Drug interactions with SGLT2 Inhibitors may include
- ARB blood pressure medications
- Betablocker and calcium channel blockers
- Certain antibiotics (e.g. rifampin, quinolones)
- Anticonvulsants (e.g. phenobarbital, phenytoin)
- Other antidiabetic medications
Patients should discuss all of their medications with a health care practitioner, including over-the-counter medicines and nutritional supplements.
SGLT2 Inhibitors and Diabetic Ketoacidosis
DKA is caused by a buildup of an acidic waste product, ketones, in the bloodstream and can become life-threatening if not treated immediately.
In May of 2015, the Food and Drug Administration issued a safety warning regarding SGLT2 Inhibitor use and an increased risk of diabetic ketoacidosis (dka). Between March 2013 and June 2014, the agency had received at least 20 reports of DKA in SGLT2 Inhibitor patients, all of which required hospitalization. During the same time period, the European Medicines Agency (EMA) reported at least 100 similar cases.
SGLT2 Inhibitors, UTI, and Kidney Damage
Increased levels of sugar in the bladder can result in growth of bacteria, leading to a severe infection of the bladder and urinary tract (UTI). If not treated promptly, the kidneys may become infected (pyelonephritis) which may result in kidney damage and may require dialysis. In some cases, a systemic (body-wide) infection known as urosepsis may develop and become life-threatening.
In December of 2015, in addition to the warnings regarding DKA, additional warnings about an increased risk for severe urinary tract infection and kidney damage were required to be added to prescribing information.

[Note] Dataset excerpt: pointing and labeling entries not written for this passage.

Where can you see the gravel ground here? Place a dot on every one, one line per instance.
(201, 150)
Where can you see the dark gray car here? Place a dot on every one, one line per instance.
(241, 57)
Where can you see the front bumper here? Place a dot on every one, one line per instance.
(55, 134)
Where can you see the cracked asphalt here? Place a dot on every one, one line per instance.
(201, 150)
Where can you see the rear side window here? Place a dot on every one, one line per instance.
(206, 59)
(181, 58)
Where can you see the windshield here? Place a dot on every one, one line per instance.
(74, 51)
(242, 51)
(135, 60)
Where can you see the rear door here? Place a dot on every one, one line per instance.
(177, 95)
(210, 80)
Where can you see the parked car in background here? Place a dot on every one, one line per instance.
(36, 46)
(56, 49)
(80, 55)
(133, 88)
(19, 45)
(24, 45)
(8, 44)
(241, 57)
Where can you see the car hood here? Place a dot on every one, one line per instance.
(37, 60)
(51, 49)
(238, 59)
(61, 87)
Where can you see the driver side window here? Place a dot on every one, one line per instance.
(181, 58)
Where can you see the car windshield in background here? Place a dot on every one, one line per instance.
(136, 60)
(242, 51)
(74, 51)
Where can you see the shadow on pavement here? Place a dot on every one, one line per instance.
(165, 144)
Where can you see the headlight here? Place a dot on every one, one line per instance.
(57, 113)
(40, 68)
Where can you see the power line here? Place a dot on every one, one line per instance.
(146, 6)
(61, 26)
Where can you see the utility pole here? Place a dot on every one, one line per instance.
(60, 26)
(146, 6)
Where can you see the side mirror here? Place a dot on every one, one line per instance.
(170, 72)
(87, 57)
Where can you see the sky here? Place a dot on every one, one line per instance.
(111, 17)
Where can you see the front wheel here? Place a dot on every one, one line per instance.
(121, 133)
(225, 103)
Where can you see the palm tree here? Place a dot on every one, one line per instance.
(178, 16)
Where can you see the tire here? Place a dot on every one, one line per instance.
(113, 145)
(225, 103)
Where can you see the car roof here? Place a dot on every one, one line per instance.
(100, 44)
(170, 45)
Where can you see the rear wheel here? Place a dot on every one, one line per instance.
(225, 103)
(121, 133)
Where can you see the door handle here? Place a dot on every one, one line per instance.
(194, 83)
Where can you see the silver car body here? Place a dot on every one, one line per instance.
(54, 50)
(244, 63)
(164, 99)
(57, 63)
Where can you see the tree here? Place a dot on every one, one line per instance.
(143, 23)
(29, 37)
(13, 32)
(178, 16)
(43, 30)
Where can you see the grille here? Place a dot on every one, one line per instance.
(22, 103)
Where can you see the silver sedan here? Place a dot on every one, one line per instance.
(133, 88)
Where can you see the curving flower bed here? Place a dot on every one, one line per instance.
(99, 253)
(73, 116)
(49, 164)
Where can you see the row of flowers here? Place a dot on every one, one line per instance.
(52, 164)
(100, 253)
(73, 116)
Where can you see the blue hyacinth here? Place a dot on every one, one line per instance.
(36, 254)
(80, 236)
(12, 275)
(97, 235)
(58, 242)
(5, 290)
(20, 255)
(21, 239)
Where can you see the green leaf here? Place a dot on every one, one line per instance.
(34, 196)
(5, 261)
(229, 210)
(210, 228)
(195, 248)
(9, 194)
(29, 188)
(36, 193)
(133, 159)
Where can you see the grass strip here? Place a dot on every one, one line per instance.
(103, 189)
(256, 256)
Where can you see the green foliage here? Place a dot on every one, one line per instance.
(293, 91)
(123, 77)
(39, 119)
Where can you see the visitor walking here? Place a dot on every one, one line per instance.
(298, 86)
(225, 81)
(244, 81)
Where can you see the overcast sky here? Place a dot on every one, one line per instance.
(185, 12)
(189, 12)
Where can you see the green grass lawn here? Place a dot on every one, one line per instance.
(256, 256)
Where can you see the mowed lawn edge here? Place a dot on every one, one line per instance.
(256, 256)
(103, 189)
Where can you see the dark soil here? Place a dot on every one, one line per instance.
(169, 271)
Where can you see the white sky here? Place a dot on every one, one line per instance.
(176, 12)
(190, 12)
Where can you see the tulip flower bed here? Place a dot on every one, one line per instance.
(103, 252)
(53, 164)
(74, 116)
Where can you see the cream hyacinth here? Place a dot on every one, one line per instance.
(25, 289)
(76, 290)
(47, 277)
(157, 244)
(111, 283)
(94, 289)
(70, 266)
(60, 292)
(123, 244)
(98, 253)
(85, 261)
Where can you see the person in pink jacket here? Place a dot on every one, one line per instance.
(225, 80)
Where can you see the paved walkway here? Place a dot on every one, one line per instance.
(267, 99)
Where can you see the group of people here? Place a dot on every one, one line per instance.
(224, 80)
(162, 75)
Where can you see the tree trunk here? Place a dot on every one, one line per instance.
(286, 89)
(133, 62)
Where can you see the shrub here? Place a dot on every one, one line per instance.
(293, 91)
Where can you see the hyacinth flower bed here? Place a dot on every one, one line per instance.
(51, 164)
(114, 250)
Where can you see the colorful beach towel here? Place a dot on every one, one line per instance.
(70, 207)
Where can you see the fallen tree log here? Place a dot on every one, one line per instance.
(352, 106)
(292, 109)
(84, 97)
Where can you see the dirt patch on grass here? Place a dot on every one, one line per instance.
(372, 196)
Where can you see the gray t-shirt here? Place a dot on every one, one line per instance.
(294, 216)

SGLT2 Inhibitors and Amputation
Over time, high glucose levels in the bloodstream can damage the vascular system and result in inadequate supply of oxygen and nutrients to skin and other tissues in the extremities. Without adequate blood supply, tissue in the extremities may become infected, gangrenous and necrotic and will ultimately require surgical removal or amputation. This particularly affects areas of the toes, feet, and legs but may also affect the hands or other distant tissues as well.

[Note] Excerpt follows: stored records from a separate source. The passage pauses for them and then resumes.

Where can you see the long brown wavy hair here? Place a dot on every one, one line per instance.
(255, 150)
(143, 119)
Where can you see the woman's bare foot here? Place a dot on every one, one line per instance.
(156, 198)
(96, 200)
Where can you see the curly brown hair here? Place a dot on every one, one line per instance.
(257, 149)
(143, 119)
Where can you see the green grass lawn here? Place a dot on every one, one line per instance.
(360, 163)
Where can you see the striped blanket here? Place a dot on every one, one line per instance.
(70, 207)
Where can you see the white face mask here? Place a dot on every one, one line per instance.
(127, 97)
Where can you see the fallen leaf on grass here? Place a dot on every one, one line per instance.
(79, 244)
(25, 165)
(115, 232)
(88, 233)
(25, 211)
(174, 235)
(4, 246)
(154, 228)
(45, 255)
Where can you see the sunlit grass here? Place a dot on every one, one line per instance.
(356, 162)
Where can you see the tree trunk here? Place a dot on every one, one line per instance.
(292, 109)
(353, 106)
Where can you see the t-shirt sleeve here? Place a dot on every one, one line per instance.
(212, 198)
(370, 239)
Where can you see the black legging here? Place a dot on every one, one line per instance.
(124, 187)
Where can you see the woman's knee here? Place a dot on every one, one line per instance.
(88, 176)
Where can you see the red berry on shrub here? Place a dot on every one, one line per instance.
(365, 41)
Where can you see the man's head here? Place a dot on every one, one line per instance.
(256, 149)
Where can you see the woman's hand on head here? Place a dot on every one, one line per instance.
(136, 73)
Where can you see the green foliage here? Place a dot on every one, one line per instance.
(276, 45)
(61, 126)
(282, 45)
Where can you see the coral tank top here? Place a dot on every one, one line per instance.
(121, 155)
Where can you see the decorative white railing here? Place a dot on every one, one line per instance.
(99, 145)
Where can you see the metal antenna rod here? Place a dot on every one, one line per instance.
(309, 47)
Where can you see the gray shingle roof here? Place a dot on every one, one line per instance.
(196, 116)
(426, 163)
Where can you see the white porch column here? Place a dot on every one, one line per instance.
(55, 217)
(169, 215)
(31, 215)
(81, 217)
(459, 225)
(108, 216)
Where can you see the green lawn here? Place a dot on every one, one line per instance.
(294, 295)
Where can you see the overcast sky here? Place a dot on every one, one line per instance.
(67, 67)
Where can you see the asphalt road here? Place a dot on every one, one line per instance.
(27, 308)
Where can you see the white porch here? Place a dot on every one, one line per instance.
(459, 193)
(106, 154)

In 2016, interim analysis of two large studies, involving canagliflozin, which showed an increased risk of amputation in patients taking SGLT2 medications prompted the FDA to issue warnings about amputation. These concerns were strengthened in 2017 when final study results confirmed that the risk may be twice that of patients not taking the medication.
In May 2017, a “black box” warning was issued for canagliflozin about amputation risk. A black box or “boxed” warning is the most severe safety alert that can be issued by the FDA and though the warning has not included other SGLT2 inhibitors in the U.S., EMA officials in Europe have included the whole category.